The following code handles the feeding optimization, since in this case, there are three expressions that were chosen to predict with different feeding values (grams of serine, production rate and serine titer), three predictive model were made. The par is the feeding values that were chosen to simulate with.
# Simulate predictive models with different feeding parameters
fp = fed_batch_model()
model_feed_settings(fp, data_frame, alpha, beta, Ks_qs, qs_max, Ki, Ks, mu_max)
m = fp.simulate(data_frame_selected_values['Time (hours)'].iloc[-1],
data_frame_selected_values['Time (hours)'].iloc[-1] + 5, 50, ['time', 'serine'])
fprate = fed_batch_model()
model_feed_settings(fprate, data_frame, alpha, beta, Ks_qs, qs_max, Ki, Ks, mu_max)
simser = fprate.simulate(data_frame_selected_values['Time (hours)'].iloc[-1],
data_frame_selected_values['Time (hours)'].iloc[-1] + 5, 50, ['time', 'qpbio'])

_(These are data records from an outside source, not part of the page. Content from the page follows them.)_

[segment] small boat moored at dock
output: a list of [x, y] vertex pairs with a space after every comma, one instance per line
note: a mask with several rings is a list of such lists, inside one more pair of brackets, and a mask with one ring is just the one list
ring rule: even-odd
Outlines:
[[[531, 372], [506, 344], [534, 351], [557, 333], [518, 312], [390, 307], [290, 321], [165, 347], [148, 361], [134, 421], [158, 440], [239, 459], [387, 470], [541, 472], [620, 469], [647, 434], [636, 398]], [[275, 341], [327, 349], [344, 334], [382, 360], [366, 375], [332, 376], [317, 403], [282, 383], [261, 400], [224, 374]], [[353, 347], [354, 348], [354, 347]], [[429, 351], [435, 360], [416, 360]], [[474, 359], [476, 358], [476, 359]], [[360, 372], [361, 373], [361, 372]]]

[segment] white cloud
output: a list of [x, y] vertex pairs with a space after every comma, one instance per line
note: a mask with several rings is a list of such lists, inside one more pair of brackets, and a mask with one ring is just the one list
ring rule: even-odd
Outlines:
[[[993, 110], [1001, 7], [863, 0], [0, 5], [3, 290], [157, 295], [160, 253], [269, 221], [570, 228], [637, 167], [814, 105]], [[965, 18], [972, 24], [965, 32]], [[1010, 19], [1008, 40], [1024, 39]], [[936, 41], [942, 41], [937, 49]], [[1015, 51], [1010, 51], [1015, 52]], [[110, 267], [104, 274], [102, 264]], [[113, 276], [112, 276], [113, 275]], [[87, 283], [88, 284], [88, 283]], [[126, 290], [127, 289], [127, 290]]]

fptiter = fed_batch_model()
model_feed_settings(fptiter, data_frame, alpha, beta, Ks_qs, qs_max, Ki, Ks, mu_max)
simtiter = fptiter.simulate(data_frame_selected_values['Time (hours)'].iloc[-1],
data_frame_selected_values['Time (hours)'].iloc[-1] + 5, 50, ['time', 'sertiter'])
# The varying parameters
par1 = np.linspace(0, fp.mu_set, num=4)
par2 = np.linspace(fp.mu_set, 0.1112, num=4)
par = np.concatenate((par1, par2), axis=None)
par = np.unique(par)
colors = ["blue", "black", "yellow", "pink", "green", "purple", "orange"]
print(data_frame)
production_values = []
# Here the actual simulation starts
for i, j, k in zip([1, 3, 5, 7, 9, 11, 13], par, colors):
model_feed_settings_loop(fp, data_frame, alpha, beta, Ks_qs, qs_max, Ki, Ks, mu_max, j)
m = np.hstack([m,fp.simulate(data_frame_selected_values['Time (hours)'].iloc[-1],
data_frame_selected_values['Time (hours)'].iloc[-1] + 5, 50, ['time', 'serine'])])
model_feed_settings_loop(fprate, data_frame, alpha, beta, Ks_qs, qs_max, Ki, Ks, mu_max, j)
simser = np.hstack([simser,fprate.simulate(data_frame_selected_values['Time (hours)'].iloc[-1],
data_frame_selected_values['Time (hours)'].iloc[-1] + 5, 50, ['time', 'qpbio'])])
model_feed_settings_loop(fptiter, data_frame, alpha, beta, Ks_qs, qs_max, Ki, Ks, mu_max, j)
simtiter = np.hstack([simtiter,fptiter.simulate(data_frame_selected_values['Time (hours)'].iloc[-1],
data_frame_selected_values['Time (hours)'].iloc[-1] + 5, 50, ['time', 'sertiter'])])
simsergrams = pd.DataFrame(m)
simserdf = pd.DataFrame(simser)
simtiterdf = pd.DataFrame(simtiter)
# Drop the first 2 columns since they are the original ones
simsergrams.drop([0,1], axis=1, inplace=True)
simserdf.drop([0, 1], axis=1, inplace=True)
simtiterdf.drop([0, 1], axis=1, inplace=True)
The program can not yet detect, when the fed batch phase starts, and growth rate were found to not fit the batch phase. But it might be able to tryout the program anyway in a bioreactor setup, if the first and second index value of the fed batch phase from online data were to be manually typed. In this case it was at 25 and 26. Those are used for the simulation time points.
start_time = data_frame_selected_values['Time (hours)'][25]
end_time = data_frame_selected_values['Time (hours)'][26]
Further development has to be made, regarding the optimal feeding parameter. If you wish to use the optimized parameter value at an undefined time, then further development has to be made, so the program knows, when you are using the feeding parameter and then can update all of the models with the new values.
There has been added outcommented code in the modelpredictionfeed_CO2.py, which you can use if you are sure, that you will be using a particular feeding value (in this case it is production rate) everytime new online data has been registered.
As can be seen in the Pipfile, the Python version used for this program was Python 2.7. It would therefore be ideal, to get the program to work with Python 3.